If as a result of all examinations, the prostate cancer is found to be confined to the prostate, there is aside from the local internal and external radiation therapy, the option of surgical removal of the prostate.
The long-term results of these surgeries are comparable to those of brachytherapy if the cancer is still in its early state. The radical prostectomy (removal of the prostate) can be performed with an incision into the abdomen or an episiotomy or a laparoscopy within the scope of an abdominoscopy. The procedure generally lasts about 2 to 3 hours.

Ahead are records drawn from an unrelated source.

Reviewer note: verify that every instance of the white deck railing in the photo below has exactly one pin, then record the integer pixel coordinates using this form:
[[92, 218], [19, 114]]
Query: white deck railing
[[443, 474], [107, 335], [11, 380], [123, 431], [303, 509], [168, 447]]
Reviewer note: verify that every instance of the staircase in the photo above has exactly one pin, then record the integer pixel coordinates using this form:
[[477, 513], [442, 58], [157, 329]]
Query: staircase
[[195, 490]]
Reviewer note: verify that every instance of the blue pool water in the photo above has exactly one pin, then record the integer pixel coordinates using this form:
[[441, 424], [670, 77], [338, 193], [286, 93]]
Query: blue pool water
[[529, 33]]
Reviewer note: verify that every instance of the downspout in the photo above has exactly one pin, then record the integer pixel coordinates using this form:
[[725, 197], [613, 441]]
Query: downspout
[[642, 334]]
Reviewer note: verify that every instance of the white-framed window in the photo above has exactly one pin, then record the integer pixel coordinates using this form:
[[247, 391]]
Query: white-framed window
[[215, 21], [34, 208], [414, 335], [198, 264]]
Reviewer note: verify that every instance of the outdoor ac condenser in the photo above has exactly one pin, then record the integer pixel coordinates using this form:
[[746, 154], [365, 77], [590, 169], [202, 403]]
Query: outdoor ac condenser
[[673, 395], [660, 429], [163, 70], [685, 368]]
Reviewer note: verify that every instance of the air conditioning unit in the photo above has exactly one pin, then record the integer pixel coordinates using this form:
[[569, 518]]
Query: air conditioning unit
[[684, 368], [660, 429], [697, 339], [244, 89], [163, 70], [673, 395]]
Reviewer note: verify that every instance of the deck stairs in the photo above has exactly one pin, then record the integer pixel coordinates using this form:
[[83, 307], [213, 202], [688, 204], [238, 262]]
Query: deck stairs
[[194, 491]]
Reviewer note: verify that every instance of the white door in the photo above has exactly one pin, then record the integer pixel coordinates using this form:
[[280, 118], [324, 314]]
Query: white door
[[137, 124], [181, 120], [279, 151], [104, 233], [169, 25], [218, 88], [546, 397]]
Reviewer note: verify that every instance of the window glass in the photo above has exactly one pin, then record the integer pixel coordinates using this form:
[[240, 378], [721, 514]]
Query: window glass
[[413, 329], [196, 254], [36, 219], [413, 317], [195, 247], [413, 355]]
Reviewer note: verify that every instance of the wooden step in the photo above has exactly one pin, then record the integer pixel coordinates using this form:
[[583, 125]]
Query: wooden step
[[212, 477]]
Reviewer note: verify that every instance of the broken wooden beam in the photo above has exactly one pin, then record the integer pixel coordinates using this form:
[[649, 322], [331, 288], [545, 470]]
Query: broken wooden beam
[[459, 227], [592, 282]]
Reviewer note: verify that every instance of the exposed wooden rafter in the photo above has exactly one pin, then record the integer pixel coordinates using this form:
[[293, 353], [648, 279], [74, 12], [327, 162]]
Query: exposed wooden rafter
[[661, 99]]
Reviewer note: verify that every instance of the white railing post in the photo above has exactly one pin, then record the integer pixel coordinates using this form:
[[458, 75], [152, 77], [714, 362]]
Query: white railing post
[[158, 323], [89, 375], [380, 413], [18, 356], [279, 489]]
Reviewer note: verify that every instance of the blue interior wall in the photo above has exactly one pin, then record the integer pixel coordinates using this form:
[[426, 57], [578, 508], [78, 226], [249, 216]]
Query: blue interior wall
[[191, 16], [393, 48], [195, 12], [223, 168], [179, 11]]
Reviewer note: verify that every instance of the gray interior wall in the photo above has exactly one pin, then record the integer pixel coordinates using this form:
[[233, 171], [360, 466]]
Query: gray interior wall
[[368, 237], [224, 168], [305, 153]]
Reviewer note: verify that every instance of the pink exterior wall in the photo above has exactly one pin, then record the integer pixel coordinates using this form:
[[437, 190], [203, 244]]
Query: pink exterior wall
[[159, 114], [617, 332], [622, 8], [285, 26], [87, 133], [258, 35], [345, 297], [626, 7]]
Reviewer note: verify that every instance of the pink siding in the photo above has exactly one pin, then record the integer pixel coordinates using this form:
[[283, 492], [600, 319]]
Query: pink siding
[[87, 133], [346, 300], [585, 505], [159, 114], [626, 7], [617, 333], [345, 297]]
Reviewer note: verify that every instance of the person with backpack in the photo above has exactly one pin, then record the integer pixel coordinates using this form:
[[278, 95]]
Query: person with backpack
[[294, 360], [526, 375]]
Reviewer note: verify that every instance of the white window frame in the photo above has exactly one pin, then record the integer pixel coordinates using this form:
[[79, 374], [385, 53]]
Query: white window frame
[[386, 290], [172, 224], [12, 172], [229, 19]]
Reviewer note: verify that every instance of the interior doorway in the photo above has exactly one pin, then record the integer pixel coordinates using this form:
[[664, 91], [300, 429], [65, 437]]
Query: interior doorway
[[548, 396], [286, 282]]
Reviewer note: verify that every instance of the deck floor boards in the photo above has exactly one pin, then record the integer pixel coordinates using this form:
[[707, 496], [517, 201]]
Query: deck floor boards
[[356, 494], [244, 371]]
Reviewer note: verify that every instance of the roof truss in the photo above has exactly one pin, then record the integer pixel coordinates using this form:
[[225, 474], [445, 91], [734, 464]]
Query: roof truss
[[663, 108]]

Incontinence and Impotence
After the removal of the prostate, the urethra will be reconnected to the bladder, so that normal urination is reestablished. However, after surgery there can be the inability to hold urine inside the bladder voluntarily or to prevent its leakage. To alleviate this problem, the sphincter muscle must be trained through pelvic base exercises for several weeks. 10 to 35% of all patients report about permanent problems with urinary incontinence and have to wear pads.
Anther undesired side effect is erectile dysfunction, the inability to achieve erections. Newer nerve-sparing operations are less likely to cause erectile dysfunction. Erectile dysfunction occurs in about 60 to 90% of the cases. After a radical surgery, the patient should expect 10 to 14 days of hospital stay, and a post-therapy of about 3 weeks.